In the derailment, 16 cars of a 96-car Union Pacific train bearing Bakken crude oil left the tracks in what U.P. ruled an accident due to faulty rail bolts. At least three cars caught fire. Crews extinguished the blaze by early morning the next day.
About 47,000 gallons of oil escaped from four rail cars.
During the wreck, one of the railcars tore off the lid of a sanitary sewer manhole, allowing roughly 13,000 gallons of oil to flow into the nearby Mosier wastewater treatment plant. That system was shut down as crews worked to pump out oil and clean the piping network.
As a temporary fix, workers trucked sewage from Mosier to Hood River for treatment at the municipal plant on Riverside Drive. By June 16, the plant was restored, and shortly after Mosier’s system was fully functional.
A small sheen of oil leaked into the Columbia River through the wastewater system at some point following the wreck, DEQ reported.
Crews cast out absorbing booms into the river to contain the sheen. The exact amount is “unknown but low in volume,” according to a DEQ fact sheet, but it quickly dissipated.
Surface water samples in the river didn’t show any significant contamination from the spill, Schwarz said. He expects the booms will be replaced in September, before autumn rains, in case new rain flushes any oil from the ground into the river.
Agencies reported that the rest of the oil was burned off or absorbed into the soil. Excavation workers disposed of about 29,600 tons of earth that had been contaminated with petroleum.
Oil remaining in the derailed cars was transferred by truck to The Dalles, then hauled by rail to Tacoma, Wash., its original destination.
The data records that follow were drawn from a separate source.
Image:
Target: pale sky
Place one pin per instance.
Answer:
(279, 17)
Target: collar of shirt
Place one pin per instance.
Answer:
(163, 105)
The emptied railcars were taken by truck to Portland for salvage.
Following the derailment, DEQ oversaw the installation of six wells near the train tracks — two extraction wells and four monitoring wells. At the fourth monitoring site, staff found high petroleum levels and other compounds.
Now, DEQ is working with the railroad’s consultant to design an underground system that will treat the contamination, Schwarz said.
The “biosparge” system will include vertical pipes where air will be injected into the ground water. That oxygen will spur growth of naturally occurring microbes that will break down the oil.
“We are still waiting for groundwater flow direction information from CH2M, the consultant for Union Pacific Railroad,” Schwarz said in a July 6 memo.
Local conservation group Columbia Riverkeeper raised concerns about U.P.’s role in the high pollutant levels and called for a third party to steer the cleanup.
“It’s very concerning that we have such high levels of toxic pollutants so close to the river,” Riverkeeper staff attorney Lauren Goldberg said.
She asserted that the public needs to hold state officials accountable so that “U.P. is not at the wheel of this cleanup.”
Schwarz expects a small drill rig and a half dozen or so workers will be on scene in Mosier to implement the treatment system.